By Liam Menzies (@blnkclyr)
The promise of change in music can be a double edged sword. There’s the obvious benefit of keeping your audience interested and further expanding it with each venture into a new sound but there’s also the con of shooting yourself in the foot by taking baby steps towards progression.
So when dream pop colossus Turnover made the claim that they’d “definitely keep changing things up” in an interview with DIY, it was the natural reaction to take their words with a pinch of salt – hell, some of the bands who, in their own words, “keep putting out the same kind of record every few years” were the very ones they supported on tour which would make anyone a bit apprehensive.
On Good Nature, though, a breath of fresh air can be taken as brushing shoulders with these acts hasn’t had any detrimental effect on the band’s work. Turnover’s modus operandi has always been change – just take a look at the stark contrast between their debut record Magnolia and follow up Peripheral Vision, the former swimming in the emo/pop-punk water while the latter was submerged in surreal, lush sounds though still carrying a few elements of their old style. Even the subtle touches on their third LP seem to stem from things being different: over the course of the past year or so, front-man Austin Getz has turned vegan as well as moved in with his partner into unknown territory.
The new location seems to have definitely taken its tole on the album as from the get go, the sun drenched Californian intoxication one can imagine radiates from every song’s sanded down, smooth surface. Much like its accompanying music video, Super Natural feels like a blurry natural romp, surrounded by radiant guitars and lightly washed out vocals. The lyrical content also feels positively more upbeat: in Turnover of old, even the song titles felt pessimistic (e.g Cutting My Fingers Off) but even the hook on here contradicts the old melancholy laced lines, “I found my religion/ when nothing was ahead of us/ that week in California” touching on inner peace and a feeling of tranquillity backed up by the instrumentals.
These moments of blissfulness aren’t limited to the tracks they appear on.

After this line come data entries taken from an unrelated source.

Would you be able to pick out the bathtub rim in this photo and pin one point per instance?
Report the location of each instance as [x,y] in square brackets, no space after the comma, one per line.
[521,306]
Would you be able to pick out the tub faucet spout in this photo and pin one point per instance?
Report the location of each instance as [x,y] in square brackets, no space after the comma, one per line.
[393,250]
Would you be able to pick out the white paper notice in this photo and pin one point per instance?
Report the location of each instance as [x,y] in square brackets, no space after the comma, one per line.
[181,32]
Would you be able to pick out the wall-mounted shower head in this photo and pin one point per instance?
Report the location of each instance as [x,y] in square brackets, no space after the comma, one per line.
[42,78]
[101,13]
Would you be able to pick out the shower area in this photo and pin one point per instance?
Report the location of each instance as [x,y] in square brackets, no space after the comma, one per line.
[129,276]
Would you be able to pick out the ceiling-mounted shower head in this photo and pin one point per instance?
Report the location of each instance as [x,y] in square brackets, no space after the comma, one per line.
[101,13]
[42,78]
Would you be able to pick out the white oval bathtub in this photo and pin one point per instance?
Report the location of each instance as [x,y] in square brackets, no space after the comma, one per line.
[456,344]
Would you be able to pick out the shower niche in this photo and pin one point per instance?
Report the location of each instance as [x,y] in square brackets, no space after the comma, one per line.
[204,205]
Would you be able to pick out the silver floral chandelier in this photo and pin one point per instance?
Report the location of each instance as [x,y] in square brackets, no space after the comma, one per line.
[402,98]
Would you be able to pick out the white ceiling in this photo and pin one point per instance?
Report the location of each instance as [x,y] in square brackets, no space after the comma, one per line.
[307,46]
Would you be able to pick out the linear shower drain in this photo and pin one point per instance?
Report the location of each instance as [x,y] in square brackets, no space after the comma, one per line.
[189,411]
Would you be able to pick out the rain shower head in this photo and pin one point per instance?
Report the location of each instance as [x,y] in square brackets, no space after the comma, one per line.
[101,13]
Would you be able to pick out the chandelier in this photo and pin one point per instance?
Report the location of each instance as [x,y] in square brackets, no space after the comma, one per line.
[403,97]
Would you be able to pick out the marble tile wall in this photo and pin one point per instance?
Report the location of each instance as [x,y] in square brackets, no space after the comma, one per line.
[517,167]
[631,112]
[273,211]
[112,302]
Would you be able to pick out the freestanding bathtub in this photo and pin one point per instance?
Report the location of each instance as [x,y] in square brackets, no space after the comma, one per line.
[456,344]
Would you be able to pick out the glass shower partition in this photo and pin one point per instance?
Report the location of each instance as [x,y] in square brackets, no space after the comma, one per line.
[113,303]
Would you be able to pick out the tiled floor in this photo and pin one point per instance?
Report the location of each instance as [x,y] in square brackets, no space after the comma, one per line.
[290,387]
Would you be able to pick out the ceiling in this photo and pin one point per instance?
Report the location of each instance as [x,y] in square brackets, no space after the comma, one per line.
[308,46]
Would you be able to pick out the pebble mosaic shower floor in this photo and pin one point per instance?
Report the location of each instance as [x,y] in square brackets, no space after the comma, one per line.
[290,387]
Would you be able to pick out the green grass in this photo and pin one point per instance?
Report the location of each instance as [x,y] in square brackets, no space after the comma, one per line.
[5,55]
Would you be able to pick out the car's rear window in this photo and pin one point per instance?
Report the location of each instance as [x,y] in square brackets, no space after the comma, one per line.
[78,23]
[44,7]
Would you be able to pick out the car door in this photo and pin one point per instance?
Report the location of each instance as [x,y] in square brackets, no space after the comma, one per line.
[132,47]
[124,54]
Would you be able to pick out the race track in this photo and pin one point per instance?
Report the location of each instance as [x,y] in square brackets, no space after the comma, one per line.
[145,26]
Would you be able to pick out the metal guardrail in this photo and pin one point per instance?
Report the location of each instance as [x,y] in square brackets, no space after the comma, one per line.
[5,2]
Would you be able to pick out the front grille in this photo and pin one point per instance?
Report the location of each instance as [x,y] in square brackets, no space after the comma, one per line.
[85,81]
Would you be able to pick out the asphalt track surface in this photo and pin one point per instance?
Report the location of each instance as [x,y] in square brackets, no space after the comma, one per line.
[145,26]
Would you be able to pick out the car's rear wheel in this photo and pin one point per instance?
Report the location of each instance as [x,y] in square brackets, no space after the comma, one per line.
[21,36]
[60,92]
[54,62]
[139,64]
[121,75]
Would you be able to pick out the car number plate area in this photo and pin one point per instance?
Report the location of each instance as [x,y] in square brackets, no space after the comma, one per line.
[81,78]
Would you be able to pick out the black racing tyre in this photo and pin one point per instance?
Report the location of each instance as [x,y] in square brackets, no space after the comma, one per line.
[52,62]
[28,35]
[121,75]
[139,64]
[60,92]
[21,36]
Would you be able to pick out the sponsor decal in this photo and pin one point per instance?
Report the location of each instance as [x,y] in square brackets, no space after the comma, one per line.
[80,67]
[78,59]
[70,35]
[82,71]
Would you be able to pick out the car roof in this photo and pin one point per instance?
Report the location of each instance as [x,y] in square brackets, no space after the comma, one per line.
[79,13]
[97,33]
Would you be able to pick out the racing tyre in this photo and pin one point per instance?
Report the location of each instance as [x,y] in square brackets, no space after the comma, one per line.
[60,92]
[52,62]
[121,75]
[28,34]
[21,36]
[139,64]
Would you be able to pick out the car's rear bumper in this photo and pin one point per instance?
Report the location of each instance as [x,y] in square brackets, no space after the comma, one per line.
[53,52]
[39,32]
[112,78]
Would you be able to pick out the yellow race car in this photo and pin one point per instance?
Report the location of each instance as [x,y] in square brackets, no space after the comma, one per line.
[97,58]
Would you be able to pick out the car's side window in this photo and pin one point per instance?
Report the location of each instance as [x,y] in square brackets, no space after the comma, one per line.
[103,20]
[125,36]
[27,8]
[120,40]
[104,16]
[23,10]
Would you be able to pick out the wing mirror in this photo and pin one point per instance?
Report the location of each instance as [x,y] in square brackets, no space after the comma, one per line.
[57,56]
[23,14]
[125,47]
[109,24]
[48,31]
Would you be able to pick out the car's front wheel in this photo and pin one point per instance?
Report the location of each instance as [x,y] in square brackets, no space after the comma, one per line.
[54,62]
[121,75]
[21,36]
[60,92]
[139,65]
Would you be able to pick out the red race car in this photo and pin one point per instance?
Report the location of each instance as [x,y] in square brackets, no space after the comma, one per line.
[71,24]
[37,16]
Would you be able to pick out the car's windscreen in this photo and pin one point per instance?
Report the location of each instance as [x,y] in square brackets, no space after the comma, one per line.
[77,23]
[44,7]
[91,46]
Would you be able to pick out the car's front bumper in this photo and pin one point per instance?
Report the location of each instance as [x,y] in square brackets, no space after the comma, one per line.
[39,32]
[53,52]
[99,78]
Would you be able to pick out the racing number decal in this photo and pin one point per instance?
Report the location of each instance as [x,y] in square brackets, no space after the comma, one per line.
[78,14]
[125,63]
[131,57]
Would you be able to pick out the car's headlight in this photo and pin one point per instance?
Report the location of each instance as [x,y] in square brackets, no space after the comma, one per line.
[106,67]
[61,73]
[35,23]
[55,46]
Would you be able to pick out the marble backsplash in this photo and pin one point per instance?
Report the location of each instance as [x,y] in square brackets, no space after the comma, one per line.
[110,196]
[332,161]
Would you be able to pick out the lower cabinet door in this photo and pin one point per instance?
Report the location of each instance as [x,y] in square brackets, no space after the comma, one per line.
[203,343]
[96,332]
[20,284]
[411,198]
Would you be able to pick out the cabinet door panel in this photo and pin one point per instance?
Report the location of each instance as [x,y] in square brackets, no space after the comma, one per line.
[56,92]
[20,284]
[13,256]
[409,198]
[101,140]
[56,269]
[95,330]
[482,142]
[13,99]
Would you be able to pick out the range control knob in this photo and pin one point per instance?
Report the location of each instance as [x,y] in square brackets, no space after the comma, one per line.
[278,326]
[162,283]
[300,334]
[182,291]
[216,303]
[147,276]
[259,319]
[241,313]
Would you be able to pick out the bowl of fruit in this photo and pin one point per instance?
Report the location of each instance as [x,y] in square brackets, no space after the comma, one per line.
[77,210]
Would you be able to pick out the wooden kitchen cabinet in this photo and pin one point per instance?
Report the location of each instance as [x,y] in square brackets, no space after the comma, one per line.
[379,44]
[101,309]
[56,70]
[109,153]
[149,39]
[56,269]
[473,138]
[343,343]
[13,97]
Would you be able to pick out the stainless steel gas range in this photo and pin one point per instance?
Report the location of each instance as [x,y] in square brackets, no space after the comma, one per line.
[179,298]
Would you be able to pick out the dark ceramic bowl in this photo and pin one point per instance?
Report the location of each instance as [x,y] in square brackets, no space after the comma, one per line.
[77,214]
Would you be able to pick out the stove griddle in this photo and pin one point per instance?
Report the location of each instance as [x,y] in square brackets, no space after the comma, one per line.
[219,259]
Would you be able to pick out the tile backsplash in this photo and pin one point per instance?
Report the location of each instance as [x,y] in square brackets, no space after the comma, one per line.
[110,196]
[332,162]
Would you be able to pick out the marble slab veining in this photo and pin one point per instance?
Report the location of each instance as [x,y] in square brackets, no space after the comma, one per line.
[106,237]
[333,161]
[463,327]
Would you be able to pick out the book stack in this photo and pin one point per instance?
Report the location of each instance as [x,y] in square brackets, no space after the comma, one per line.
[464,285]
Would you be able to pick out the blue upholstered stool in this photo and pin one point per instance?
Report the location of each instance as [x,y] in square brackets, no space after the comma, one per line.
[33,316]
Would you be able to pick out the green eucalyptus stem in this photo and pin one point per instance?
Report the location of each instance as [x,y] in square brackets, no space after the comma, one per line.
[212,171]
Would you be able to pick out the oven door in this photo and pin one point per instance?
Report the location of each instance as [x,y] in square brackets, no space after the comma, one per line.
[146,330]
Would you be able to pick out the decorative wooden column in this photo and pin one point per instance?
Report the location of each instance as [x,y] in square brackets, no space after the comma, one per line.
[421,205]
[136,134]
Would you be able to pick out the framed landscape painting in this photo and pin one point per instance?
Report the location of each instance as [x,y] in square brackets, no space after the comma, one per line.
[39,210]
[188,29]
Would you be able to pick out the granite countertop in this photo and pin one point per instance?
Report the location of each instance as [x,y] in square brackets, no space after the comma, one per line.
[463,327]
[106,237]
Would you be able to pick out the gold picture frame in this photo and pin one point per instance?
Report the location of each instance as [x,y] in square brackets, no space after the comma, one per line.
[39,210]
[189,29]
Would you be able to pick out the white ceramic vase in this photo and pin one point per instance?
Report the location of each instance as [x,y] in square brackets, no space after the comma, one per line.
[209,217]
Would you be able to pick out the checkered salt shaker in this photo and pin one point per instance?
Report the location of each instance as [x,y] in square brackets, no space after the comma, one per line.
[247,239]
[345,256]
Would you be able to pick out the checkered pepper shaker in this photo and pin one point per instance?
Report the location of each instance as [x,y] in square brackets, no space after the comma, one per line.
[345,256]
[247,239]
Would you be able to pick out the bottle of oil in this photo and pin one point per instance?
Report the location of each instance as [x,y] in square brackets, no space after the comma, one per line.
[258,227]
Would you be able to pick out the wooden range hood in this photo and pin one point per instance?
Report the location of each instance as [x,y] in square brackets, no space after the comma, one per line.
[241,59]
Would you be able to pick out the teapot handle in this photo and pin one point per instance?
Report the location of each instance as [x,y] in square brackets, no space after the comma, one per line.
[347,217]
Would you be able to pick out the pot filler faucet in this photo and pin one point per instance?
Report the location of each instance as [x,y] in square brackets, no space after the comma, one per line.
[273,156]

There’s a running theme throughout Good Nature of connecting with ones self and those around them, no doubt having an impact on the album’s title – “I could just take a little bit less/
I could just take it slow and be here now for a moment” utters Gets on Living Small, a seemingly self aware reference to the psychedelia both this album and their sophomore record have delivered in bucket-loads.
A simpler way of living and loving, no doubt originating from Getz’s new lifestyle, is reiterated on both Living Small as well as All That It Ever Was which precedes it. Starting off with an acoustic intro before evolving into another fluttery, bright instrumental, the start starts to dig into a wider social commentary about success and hard work. It points to an act moving on from being solely introspective to deliver a message and while blissful guitars may distract you, listen a bit more and you’ll find something that’ll resonate.
That’s not to say that Getz and co. have totally shaken off any sorrow that intrigued us on previous records. Breeze, one of the standout tracks Good Nature has to offer, is a not too subtle song about heartbreak though one that seems to touch upon the reality TV spectacles that many social media platforms seem to display: “they all want to see a show, everyone’s talking about it but they don’t know” all but confirms this, implying a situation that many will be all too familiar with.
Good Nature is an utterly gorgeous records that thankfully makes good on the promise of change by Turnover. While some songs may be a bit indistinguishable from the other sound-wise, each track is worth listening to just for the band’s ramblings about everyday-life and their new optimistic mind-set. Knowing this band, the dream-like work won’t last forever so just allow yourself to float amongst the shoe-gazy tidings while they’re around.